The litigation landscape remains active. The New York Times sued OpenAI in 2023, alleging training on and reproduction of Times articles, with examples of ChatGPT producing near-verbatim news articles. Hashimoto says that case was still pending. In Authors v. Anthropic, the allegation was that Anthropic pirated millions of books and trained on plaintiff books. He describes a 2025 summary judgment as holding that training on books in that instance was fair use, while pirating copies was not. He also says Anthropic bought and scanned books, which the court treated as fair use, but that did not undo the earlier alleged piracy. The outcome presented was a $1.5 billion settlement, about $3,000 per book.
A similar suit against Meta involved allegations of training on plaintiff books, which Hashimoto says was revealed in the Llama paper, and a 2025 summary judgment that training on books in that instance was fair use. An allegation about torrenting books remained pending. The summary stays narrow: so far, training has been deemed fair use in specific instances, but not in a way that settles all training on all copyrighted content; pirating books is clearly illegal; and the field is still evolving.

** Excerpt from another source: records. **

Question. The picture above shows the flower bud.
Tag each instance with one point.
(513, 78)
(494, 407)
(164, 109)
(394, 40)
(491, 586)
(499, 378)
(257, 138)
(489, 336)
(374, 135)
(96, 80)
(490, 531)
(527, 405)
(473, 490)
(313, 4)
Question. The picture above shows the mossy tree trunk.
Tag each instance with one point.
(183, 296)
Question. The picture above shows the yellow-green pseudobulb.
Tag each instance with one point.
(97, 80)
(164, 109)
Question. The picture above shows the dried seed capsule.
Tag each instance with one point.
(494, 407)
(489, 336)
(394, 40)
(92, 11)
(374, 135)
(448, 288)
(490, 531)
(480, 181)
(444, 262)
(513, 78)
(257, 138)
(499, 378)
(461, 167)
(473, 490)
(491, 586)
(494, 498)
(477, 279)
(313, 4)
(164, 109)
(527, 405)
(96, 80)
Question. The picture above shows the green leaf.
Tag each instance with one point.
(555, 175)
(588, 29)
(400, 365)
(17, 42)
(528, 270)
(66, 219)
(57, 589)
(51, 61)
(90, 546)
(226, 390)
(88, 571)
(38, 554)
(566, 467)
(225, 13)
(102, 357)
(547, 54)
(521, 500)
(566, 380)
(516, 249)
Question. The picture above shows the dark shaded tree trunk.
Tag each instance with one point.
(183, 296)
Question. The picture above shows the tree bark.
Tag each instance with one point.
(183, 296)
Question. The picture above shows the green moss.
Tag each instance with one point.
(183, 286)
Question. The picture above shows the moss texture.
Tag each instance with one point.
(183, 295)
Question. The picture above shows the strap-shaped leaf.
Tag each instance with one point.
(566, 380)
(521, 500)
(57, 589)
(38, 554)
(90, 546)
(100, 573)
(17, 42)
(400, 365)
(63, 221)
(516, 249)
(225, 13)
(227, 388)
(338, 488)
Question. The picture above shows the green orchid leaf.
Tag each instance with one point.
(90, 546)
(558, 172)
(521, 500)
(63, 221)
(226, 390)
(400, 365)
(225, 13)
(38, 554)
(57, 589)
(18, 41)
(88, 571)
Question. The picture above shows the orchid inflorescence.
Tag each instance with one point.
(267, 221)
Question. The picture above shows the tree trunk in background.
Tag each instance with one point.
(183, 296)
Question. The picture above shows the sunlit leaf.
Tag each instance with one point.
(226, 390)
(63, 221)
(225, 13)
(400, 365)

Raw sources become datasets only after lossy choices
Common Crawl is the default public substrate for many web datasets, but it is raw material rather than a dataset ready for modeling. Common Crawl is a nonprofit founded in 2007 that runs web crawls roughly monthly, adding 3 to 5 billion pages per crawl, with overlap but some attempt to diversify. The April 2026 crawl in Hashimoto’s notes has 2.19 billion pages and 372.2 terabytes, mostly text rather than images.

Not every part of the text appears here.